Created by Swiss researchers, 'Wizkid' will be part of the museum's Design and the Elastic Mind exhibit, running from February 24 to May 12, 2008.
Its makers insist that just like any kid, their robot can amuse people, ask them lots of questions, and even bother them.
Ecole Polytechnique Federale de Lausanne (EPFL) engineer Frederic Kaplan created WizKid in collaboration with industrial designer Martino d'Esposito, who teaches at ECAL (The University of Art and Design Lausanne). Their collaboration was supported by the new EPFL+ECAL Lab, a joint initiative of the two Lausanne-based institutions that aims to merge engineering, design and architecture in new and innovative ways.
Wizkid looks like a computer with a neck, and the screen on the mobile neck moves about like a head. It also has the ability to perfect the facial movements made by a person it sees.
Wizkid neither has a mouse nor a keyboard. On its screen, a user sees himself surrounded by a "halo" of interactive elements that he can simply select by waving his hands. As the user moves away or to one side, Wizkid adapts itself to him.
Even when the user is with a friend, Wizkid finds and tracks both of them, and tries to figure out their relationship-expressing surprise, confusion or enjoyment when it gets their response.
The researchers behind this innovation feel that it is playing a new and important role in the transitional we currently inhabit.
"Wizkid gets us AFK - away from keyboard - and back into the physical world. Unlike a personal computer, it doesn't force the human to accommodate, and it's fundamentally social and multi-user," said Kaplan.

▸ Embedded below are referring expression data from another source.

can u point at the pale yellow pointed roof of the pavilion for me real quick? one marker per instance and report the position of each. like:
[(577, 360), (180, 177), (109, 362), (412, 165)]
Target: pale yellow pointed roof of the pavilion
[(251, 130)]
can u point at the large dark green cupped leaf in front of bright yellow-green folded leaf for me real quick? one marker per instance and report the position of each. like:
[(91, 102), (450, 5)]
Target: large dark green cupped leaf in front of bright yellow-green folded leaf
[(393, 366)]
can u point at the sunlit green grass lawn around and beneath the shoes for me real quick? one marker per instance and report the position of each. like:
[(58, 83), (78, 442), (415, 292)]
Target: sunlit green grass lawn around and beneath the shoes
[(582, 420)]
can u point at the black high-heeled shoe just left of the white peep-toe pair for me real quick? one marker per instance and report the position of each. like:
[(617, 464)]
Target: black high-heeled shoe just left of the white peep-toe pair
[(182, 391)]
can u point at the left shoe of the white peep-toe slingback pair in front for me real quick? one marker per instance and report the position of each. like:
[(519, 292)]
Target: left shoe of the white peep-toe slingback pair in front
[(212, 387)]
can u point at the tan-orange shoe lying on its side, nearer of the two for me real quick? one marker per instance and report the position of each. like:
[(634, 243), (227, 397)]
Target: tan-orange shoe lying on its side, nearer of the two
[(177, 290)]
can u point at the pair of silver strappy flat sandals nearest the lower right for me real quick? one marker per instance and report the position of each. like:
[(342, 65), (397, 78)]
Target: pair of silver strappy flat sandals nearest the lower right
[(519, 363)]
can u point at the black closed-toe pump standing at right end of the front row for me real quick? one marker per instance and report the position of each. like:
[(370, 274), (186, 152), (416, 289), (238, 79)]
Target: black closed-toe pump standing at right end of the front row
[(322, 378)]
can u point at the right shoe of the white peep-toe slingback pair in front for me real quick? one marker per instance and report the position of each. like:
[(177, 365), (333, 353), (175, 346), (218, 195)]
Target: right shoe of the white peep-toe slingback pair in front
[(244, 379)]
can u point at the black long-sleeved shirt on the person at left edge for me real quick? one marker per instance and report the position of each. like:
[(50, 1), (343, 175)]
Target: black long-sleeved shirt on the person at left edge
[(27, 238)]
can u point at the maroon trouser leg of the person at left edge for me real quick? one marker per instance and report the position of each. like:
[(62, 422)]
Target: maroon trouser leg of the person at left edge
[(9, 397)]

Although Kaplan says that he is not suggesting that Wizkid will replace the language-driven interfaces of ordinary computers, he insists that that there are many areas in which Wizkid's augmented reality may ease and enhance the human experience.
Not only does Wizkid has the ability to play novel kinds of games and register information in a museum exhibit without having to touch a screen, it also pays attention to who is and who is not speaking during conferences.
At the MoMA exhibit, Wizkid will interact with visitors; ask (nonverbal) questions about relationships; and use its novel "body language" to express interest, confusion, and pleasure.
Interestingly, Wizkid might just remember and try to continue the conversation with a person who goes out of range and then comes back.